Why you should care
Because sometimes it’s OK to talk to strangers.
In this occasional series, OZY takes to streets and neighborhoods across the globe to ask a simple question: “How was your day?”
Every morning I wake up feeling like I have one foot in prison and one foot on the streets. Literally. Being attached to an ankle monitor is cumbersome, both mentally and physically. It’s like being attached to a neo–ball and chain. It was a part of my parole conditions. Yeah, you’re free, but then again, you’re not.
The first thing I have to do every morning is charge [the monitor] up, no matter where I’m at. Before I go to sleep, I must recharge. Every day. It’s an ever-present part of my life. Even though I live at home with my wife, I feel like I’m still in prison.
I have to wear it because I was accused of being a high-ranking gang member in the California Department of Corrections and Rehabilitation. Prison officials claimed I was in the Black Guerrilla Family. I was validated and had to serve SHU [Special Housing Unit] time before I was paroled. That’s 23-hour lockdown, seven days a week. They need three points to classify you as a prison gang member.
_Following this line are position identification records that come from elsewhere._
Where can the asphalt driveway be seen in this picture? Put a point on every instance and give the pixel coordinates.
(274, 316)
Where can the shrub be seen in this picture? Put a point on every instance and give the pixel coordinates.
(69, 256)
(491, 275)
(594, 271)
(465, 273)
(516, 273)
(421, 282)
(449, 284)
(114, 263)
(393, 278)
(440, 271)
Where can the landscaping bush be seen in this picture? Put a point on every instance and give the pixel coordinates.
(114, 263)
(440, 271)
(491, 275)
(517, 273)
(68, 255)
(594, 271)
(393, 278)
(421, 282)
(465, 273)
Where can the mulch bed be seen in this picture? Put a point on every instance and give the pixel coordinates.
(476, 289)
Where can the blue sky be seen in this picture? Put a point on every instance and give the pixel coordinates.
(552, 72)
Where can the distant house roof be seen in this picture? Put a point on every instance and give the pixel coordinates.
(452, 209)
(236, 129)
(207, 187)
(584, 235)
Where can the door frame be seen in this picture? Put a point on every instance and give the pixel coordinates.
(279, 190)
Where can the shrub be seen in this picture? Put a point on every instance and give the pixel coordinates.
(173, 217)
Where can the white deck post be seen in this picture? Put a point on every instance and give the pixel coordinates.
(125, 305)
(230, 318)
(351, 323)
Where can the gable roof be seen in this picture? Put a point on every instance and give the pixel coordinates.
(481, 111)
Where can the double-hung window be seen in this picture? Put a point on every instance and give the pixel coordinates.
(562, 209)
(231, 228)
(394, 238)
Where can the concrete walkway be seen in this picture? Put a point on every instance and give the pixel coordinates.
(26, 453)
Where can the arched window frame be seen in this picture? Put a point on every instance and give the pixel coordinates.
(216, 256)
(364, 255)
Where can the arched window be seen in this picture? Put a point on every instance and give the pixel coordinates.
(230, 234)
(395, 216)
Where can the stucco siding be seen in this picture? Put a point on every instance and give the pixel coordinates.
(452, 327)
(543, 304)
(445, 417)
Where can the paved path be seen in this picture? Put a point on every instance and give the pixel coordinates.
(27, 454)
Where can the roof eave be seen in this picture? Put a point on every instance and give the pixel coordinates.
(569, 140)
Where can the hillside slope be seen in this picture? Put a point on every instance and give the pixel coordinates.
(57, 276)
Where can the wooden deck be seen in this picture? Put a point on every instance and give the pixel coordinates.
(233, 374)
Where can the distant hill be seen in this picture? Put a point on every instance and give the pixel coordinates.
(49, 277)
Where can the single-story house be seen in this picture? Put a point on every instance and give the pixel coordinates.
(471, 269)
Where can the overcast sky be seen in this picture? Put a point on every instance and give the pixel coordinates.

Three points. Number one, they said I had direct contact with a member of the gang. Proof of direct contact could be a name, a letter, even a book with somebody’s name in it. Anything they find on you that’s a direct link to an associate or a member is a point. Number two was a tattoo. I had a dragon on my arm. And any dragon on your arm is associated with the BGF. The third was a note that they found. They didn’t even tell me what was in the note.
I had to walk out of a job orientation, because the company had a metal detector. I was too embarrassed to go through.
Any three points and you get validated. In a nutshell, they could validate a brown paper bag. If the brown paper bag was in the cell with the gang member and he ate food out of it, that’s a point. In other words, it was a sham. I spent two and a half years waiting at California Men’s Colony in San Luis Obispo for a bed to open up in an SHU. During that time, I was like a pariah. No one wants to talk to you. Because if you make contact with me — that’s one point! So when people see you walking with your escort on the yard, they don’t say, “Hey, what’s up, Stone?” It’s a real fucked-up feeling because you are in the hole, no TV, no radio. Two and a half years straight in a cell [is] a fucked-up experience. And in the SHU it gets worse.
It’s all gang members in there, absolutely. You get an hour out of your cell every day. When I got to Corcoran SHU, it was a totally different experience. Before I went I didn’t even have a cellie, but once [you get] there, they force you to have a cellie. Ain’t that some bullshit? It was crazy because once I got there, I got put in with all the notables: the Aryan Brotherhood, the Eme, the Norteños. It’s a lot of politics. The tension was palpable. Like you could grab that shit out of the air.
I was tossed in the hole just because of my affiliation with the Black Guerrilla Family. I’ve been out now two years, but I’m still on an ankle monitor. One thing about those draconian gang-validation policies is that they don’t offer inmates due for parole any prerelease or re-entry services. Inmates on the main line [regular prison yard] have access to programs, but in SHU we get nothing. They basically vomit us into society, traumatized and unprepared. I have been working, and doing everything possible to stay free, despite my ankle monitor.
Over a period of time, literally and figuratively, it becomes the irritated part of your flesh. It affects your psyche. I once had to walk out from a job orientation, because the company had a metal detector. I was too embarrassed to walk through. And can you imagine meeting a chick and your ankle monitor starts buzzing uncontrollably, because your parole agent wants you. Imagine being in bed with your lady and it starts buzzing? It’s happened to me.
In prison all you get in regard to overall hygiene is a shower, so I basically went 16 years without taking a bath. Now I have to take baths with one leg hanging off the side of the tub. I have a swimming pool and Jacuzzi in my backyard and I can’t even get in it.
I’ve got one more year wearing this thing. But it beats being back inside. I’ll take it, as long as it keeps me on this side of the wall.